Integration of Snowmelt Runoff Model (SRM) with GIS and Remote Sensing for Operational Forecasting in the Kırkgöze Watershed, Turkey

Accurate snowmelt runoff prediction is critical for water resource management in mountainous regions where seasonal snowpack constitutes the dominant water supply. This study demonstrates operational application of the degree-day based Snowmelt Runoff Model (SRM) integrated with Geographic Information Systems (GIS) and multi-platform remote sensing for discharge forecasting in the Kirkgoze Basin (242.7 km², 1823-3140 m elevation), Eastern Anatolia, Turkey. Three automatic weather stations spanning 872-m elevation gradient provided meteorological forcing, while MODIS MOD10A2 8-day composite products supplied operational snow cover observations validated against Landsat-5/7 (30-m resolution, 87.3% agreement, Kappa=0.73) and synthetic aperture radar imagery (RADARSAT-1 C-band, ALOS-PALSAR L-band). Uncalibrated model performance was modest (R²=0.384, volumetric difference=29.78%), demonstrating necessity of site-specific calibration.
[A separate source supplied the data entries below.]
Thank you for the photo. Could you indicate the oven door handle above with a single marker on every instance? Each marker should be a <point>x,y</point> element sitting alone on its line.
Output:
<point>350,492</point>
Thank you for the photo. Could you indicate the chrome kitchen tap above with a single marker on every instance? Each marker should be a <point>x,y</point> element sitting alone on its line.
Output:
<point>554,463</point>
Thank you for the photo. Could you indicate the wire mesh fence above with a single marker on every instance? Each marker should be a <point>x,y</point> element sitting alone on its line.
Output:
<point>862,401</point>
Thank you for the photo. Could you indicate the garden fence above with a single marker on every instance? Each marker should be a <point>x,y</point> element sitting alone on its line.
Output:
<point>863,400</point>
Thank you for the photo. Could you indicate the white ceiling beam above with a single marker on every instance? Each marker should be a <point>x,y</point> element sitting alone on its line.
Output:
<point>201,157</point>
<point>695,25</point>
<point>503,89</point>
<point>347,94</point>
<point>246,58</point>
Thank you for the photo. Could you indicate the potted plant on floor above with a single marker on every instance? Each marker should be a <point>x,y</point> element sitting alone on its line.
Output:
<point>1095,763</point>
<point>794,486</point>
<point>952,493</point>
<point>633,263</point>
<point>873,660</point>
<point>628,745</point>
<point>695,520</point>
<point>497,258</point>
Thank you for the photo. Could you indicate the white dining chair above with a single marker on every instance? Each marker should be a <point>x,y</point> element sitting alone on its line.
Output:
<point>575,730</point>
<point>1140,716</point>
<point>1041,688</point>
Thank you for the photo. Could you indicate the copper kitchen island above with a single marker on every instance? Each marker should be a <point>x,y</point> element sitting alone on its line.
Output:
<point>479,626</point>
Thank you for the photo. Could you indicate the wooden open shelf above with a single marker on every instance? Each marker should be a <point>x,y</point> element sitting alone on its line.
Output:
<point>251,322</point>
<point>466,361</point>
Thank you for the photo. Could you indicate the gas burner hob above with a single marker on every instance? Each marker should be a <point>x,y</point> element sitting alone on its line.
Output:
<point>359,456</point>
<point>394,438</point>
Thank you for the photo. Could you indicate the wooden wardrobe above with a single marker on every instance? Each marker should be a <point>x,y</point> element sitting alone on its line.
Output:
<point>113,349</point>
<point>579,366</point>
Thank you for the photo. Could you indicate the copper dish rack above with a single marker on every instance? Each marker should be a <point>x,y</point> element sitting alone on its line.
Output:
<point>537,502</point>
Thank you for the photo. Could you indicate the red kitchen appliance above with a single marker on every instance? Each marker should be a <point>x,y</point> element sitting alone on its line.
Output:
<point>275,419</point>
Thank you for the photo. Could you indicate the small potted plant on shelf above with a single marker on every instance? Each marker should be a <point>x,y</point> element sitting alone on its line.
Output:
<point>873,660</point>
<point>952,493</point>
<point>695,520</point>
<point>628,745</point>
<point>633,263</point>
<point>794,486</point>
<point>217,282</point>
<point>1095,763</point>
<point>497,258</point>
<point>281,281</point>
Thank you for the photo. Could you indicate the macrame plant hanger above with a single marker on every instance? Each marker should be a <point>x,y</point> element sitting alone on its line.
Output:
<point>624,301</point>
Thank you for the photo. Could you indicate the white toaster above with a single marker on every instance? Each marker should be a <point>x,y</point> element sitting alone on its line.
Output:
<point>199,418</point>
Systematic adjustment of snowmelt and rainfall runoff coefficients yielded excellent calibrated performance for 2009 melt season: R²=0.8606, correlation coefficient R=0.927, Nash-Sutcliffe Efficiency=0.854, volumetric difference=3.35%. Enhanced temperature lapse rate (0.75°C/100m vs. standard 0.65°C/100m) reflected severe continental climate. Multiple linear regression analysis identified temperature, snow-covered area, snow water equivalent, and calibrated runoff coefficients as significant discharge predictors (R²=0.881). Results confirm SRM's operational feasibility for seasonal forecasting and flood warning in data-scarce snow-dominated basins, with modest requirements (daily temperature, precipitation, satellite snow cover) aligning with operational monitoring capabilities. The methodology provides transferable framework for regional water resource management in climatically-vulnerable mountain environments where snowmelt supports agriculture, hydropower, and municipal supply.